Some of the US light oil production could also be used for blending with heavier grades, said Nobuo Tanaka, former executive director of the International Energy Agency.
So increasing availability and production of US light oil production may not necessarily lead to a spike in crude exports, although the current crude price is supporting incremental shale oil production, he added.
Currently, pipelines can transport 1.85 million b/d of crude into the Houston area from offshore Gulf of Mexico and Texas oilfields, including the Permian Basin and Eagle Ford, according to Morningstar.

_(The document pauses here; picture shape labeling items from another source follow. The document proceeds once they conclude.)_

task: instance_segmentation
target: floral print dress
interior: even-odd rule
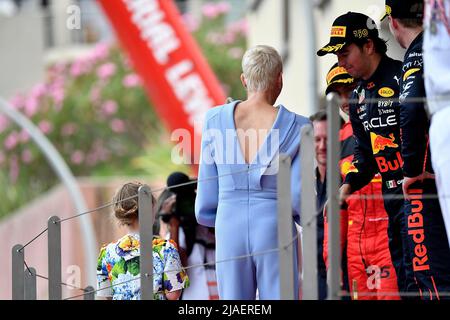
[[[139,234],[127,234],[100,250],[97,264],[98,296],[113,300],[140,300]],[[189,278],[172,240],[153,238],[153,299],[166,300],[166,293],[187,288]]]

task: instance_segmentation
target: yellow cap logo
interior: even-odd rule
[[[343,75],[343,74],[348,74],[347,70],[345,70],[342,67],[334,68],[327,75],[327,84],[330,84],[330,82],[333,80],[333,78]],[[349,77],[350,77],[350,75],[349,75]]]
[[[388,16],[390,16],[390,15],[392,14],[392,8],[391,8],[391,6],[386,5],[386,14],[387,14]]]
[[[332,37],[345,38],[346,32],[347,32],[347,27],[334,26],[331,28],[331,36]]]
[[[378,94],[384,98],[390,98],[395,94],[395,91],[388,87],[383,87],[378,90]]]

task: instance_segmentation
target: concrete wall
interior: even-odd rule
[[[378,21],[383,14],[384,0],[331,0],[322,9],[315,9],[316,20],[316,47],[307,46],[307,34],[314,32],[306,24],[306,14],[303,1],[290,0],[290,58],[284,65],[284,88],[277,103],[284,104],[290,110],[308,115],[312,94],[308,90],[311,74],[308,73],[306,60],[308,50],[314,53],[329,41],[331,25],[335,18],[348,11],[362,12]],[[282,52],[283,49],[283,2],[280,0],[264,0],[256,12],[249,12],[249,46],[268,44]],[[316,3],[319,1],[315,1]],[[388,54],[394,58],[402,59],[404,50],[392,39],[387,23],[382,24],[380,31],[383,39],[389,40]],[[334,55],[316,57],[318,63],[318,92],[323,96],[325,91],[325,77],[330,67],[337,62]]]

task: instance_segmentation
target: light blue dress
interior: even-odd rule
[[[216,228],[216,261],[277,248],[275,169],[279,154],[292,159],[292,214],[299,222],[300,130],[309,120],[279,106],[264,144],[247,164],[234,124],[234,109],[239,102],[209,110],[203,124],[195,214],[200,224]],[[286,232],[294,237],[295,225]],[[218,263],[216,271],[221,299],[253,300],[256,289],[260,299],[280,298],[278,252],[230,259]],[[298,292],[297,278],[292,281]]]

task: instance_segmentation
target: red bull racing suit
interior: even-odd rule
[[[405,54],[400,82],[400,127],[402,134],[403,174],[417,177],[424,171],[433,173],[429,149],[430,123],[425,111],[422,57],[423,34],[419,34]],[[449,298],[450,249],[434,179],[417,181],[409,188],[405,201],[409,252],[415,280],[423,299]]]
[[[360,80],[350,103],[350,121],[355,137],[356,172],[345,183],[352,192],[367,185],[377,172],[382,177],[384,206],[388,213],[389,250],[400,292],[418,292],[414,281],[402,191],[403,160],[398,103],[402,63],[383,56],[368,80]]]
[[[352,164],[355,139],[350,122],[340,130],[343,179],[356,168]],[[367,199],[364,196],[380,196]],[[347,200],[347,259],[350,292],[353,299],[399,299],[397,276],[388,240],[388,215],[381,198],[381,176],[376,174],[365,187]]]

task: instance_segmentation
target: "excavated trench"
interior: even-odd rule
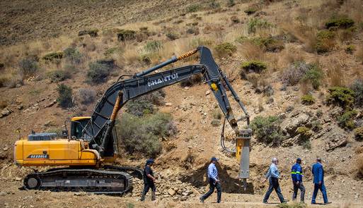
[[[207,169],[209,164],[192,171],[188,175],[181,176],[179,180],[188,183],[192,185],[200,188],[208,184],[207,181]],[[231,167],[217,164],[218,175],[221,181],[222,191],[226,193],[254,194],[255,189],[253,183],[248,183],[247,190],[243,190],[243,181],[238,178],[238,173],[233,171]],[[229,171],[230,172],[229,173]]]

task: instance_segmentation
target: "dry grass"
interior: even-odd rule
[[[237,47],[238,51],[247,61],[264,60],[265,58],[265,52],[261,47],[256,46],[249,42],[246,42]]]
[[[345,64],[342,58],[330,59],[328,66],[326,78],[330,86],[345,86]]]

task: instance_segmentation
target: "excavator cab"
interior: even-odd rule
[[[73,117],[71,119],[71,137],[82,137],[82,130],[91,119],[90,116]],[[67,128],[66,128],[67,129]]]

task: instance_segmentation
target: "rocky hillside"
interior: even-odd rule
[[[124,1],[0,3],[0,197],[9,207],[22,204],[8,195],[22,195],[19,181],[32,171],[12,164],[18,132],[59,133],[65,120],[90,115],[120,75],[198,45],[212,50],[251,116],[247,191],[237,179],[238,162],[219,146],[217,103],[197,76],[122,109],[117,163],[142,166],[156,157],[159,198],[192,202],[204,190],[205,166],[215,155],[226,198],[254,194],[243,197],[257,202],[267,189],[262,179],[271,157],[280,159],[287,198],[291,166],[302,158],[310,198],[311,166],[321,157],[328,196],[340,203],[333,205],[363,201],[361,1]],[[237,104],[232,107],[243,115]],[[157,130],[150,135],[148,129]],[[229,128],[226,134],[233,139]],[[127,202],[137,198],[137,184]],[[30,192],[32,202],[36,195]]]

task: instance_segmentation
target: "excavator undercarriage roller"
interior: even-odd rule
[[[139,169],[132,171],[138,172]],[[122,195],[132,190],[132,176],[117,169],[54,169],[28,175],[24,179],[24,187],[28,190]]]

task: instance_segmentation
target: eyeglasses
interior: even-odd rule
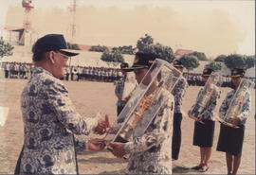
[[[63,54],[63,53],[61,53],[61,52],[57,52],[58,54],[60,54],[61,56],[63,56],[64,57],[64,59],[66,59],[66,60],[68,60],[68,56],[66,56],[66,55],[64,55],[64,54]]]

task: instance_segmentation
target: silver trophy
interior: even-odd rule
[[[202,90],[202,93],[197,97],[195,104],[191,110],[189,117],[196,120],[196,117],[208,108],[210,98],[218,94],[218,86],[223,82],[223,77],[218,74],[211,74]],[[200,123],[203,123],[200,121]]]
[[[249,91],[249,89],[251,88],[255,88],[255,83],[246,79],[243,79],[231,99],[225,117],[216,117],[216,119],[229,127],[239,128],[238,126],[235,126],[229,121],[231,118],[235,118],[241,114],[243,105],[247,100],[247,92]]]
[[[141,82],[132,92],[130,99],[119,114],[118,122],[121,123],[121,127],[113,142],[125,143],[131,141],[133,135],[142,135],[159,110],[166,104],[163,92],[172,92],[180,76],[181,73],[169,62],[156,59]],[[149,84],[144,84],[146,78],[151,79]],[[159,83],[155,90],[147,96],[155,79]]]

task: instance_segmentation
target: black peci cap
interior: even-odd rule
[[[210,76],[210,74],[213,72],[213,69],[210,68],[205,68],[203,70],[203,75],[204,77]]]
[[[59,51],[68,57],[73,57],[79,54],[74,50],[67,49],[64,35],[61,34],[47,34],[38,39],[32,47],[33,54],[48,51]]]
[[[129,67],[129,64],[127,62],[122,62],[120,64],[120,68],[123,69],[123,68],[126,68],[126,67]]]
[[[179,60],[174,60],[174,62],[173,62],[173,65],[174,67],[182,67],[182,68],[184,67],[183,63]]]

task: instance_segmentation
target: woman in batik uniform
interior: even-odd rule
[[[227,94],[227,96],[220,107],[220,118],[224,119],[233,96],[235,95],[235,92],[244,76],[245,71],[243,69],[234,68],[231,70],[231,86],[233,87],[233,90]],[[231,128],[221,124],[217,150],[226,152],[228,174],[236,174],[240,166],[244,133],[246,129],[245,125],[249,113],[250,93],[249,91],[247,91],[245,94],[245,102],[243,103],[241,113],[229,121],[229,123],[236,125],[239,128]]]

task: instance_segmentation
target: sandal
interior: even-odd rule
[[[192,167],[192,169],[198,170],[198,169],[200,169],[201,167],[202,167],[202,166],[199,165],[199,166],[195,166]]]
[[[198,169],[198,171],[199,172],[206,172],[208,169],[209,169],[208,166],[203,166]]]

Another 1.55 million b/d of crude can be shipped through pipelines originating at Cushing.
In the next year, an additional 500,000 b/d of pipeline capacity from the Permian Basin to Houston will come online, including the expansion of the BridgeTex pipeline and a new Enterprise Products Partners project.
Export capacity is rising at Corpus Christi, where Occidental Petroleum inaugurated its 200,000 b/d Ingleside export terminal in 2016. Plains All American plans to expand its Cactus pipeline by 140,000 b/d to 390,000 b/d this year, supplying more Permian crude to Corpus Christi export terminals.
RISING US CRUDE SUPPLY TO ASIA
Following the December 2015 US Congress decision to lift crude export restrictions, US crude exports to Asia skyrocketed from just 4,000 b/d in 2015 to 54,000 b/d in 2016, according to US Census Bureau data. China received 23,000 b/d of US crude in 2016 and shipments also arrived in Japan, South Korea, Singapore and Thailand.
This year Chinese independent refiners have started buying US crudes, with 2 million barrels of Mars and Thunderhorse crudes arriving in April, according to market sources. Until last year, only state-run refiners imported US crudes in China.
A widening Dubai premium to WTI and refinery maintenance season in the US are likely to keep export demand healthy in the near term.
A significant amount of coking capacity is currently under maintenance in the region, meaning that previously hard to find grades, like Mars and Southern Green Canyon, may be available for export, market sources said, adding that sour grades have departed the USGC for North Asia in recent weeks.
WTI FOB Houston differentials point to heightened export demand in recent months. The differential rose to average front-month NYMEX WTI plus $2.35/b in December and plus $2.34/b in January, up from plus $1.73/b in November.
The tightening of the Dubai crude market following OPEC’s coordinated supply cuts has led Dubai crude to flip to a premium to WTI in recent months, making US crude more competitive in Asian refineries.
Dubai’s premium to WTI widened to average 95 cents/b in January and $1/b in February, leading many Asian crude buyers to look beyond the Middle East for supply.
The lack of demand for Middle East sours is reflected in weak forward freight rates.
Persian Gulf-Far East VLCC rates declined to $10.47/mt in January from $12.96/mt last December as the Dubai/WTI spread widened.
The market continues to expect weak demand going forward, with February rates to date averaging $8.78/mt.
By comparison, US Gulf Coast-Asia Suezmax freight has held firm, averaging $23.27/mt and $23.94/mt in December and January, before dipping slightly to $21.39/mt in February.
A Suezmax fixture is the latest example of increasing inquiries for Asia. Mercuria was reported to have put the Tony on subjects to lift a 130,000 mt crude cargo for a USGC-Singapore voyage loading March 1.
“USGC to East is the new hot thing,” said a shipbroker.
An industry source said the Suezmax market on Far East runs should continue to firm as tonnage remained tight in the Gulf of Mexico and traders were looking to ship cargo to the East.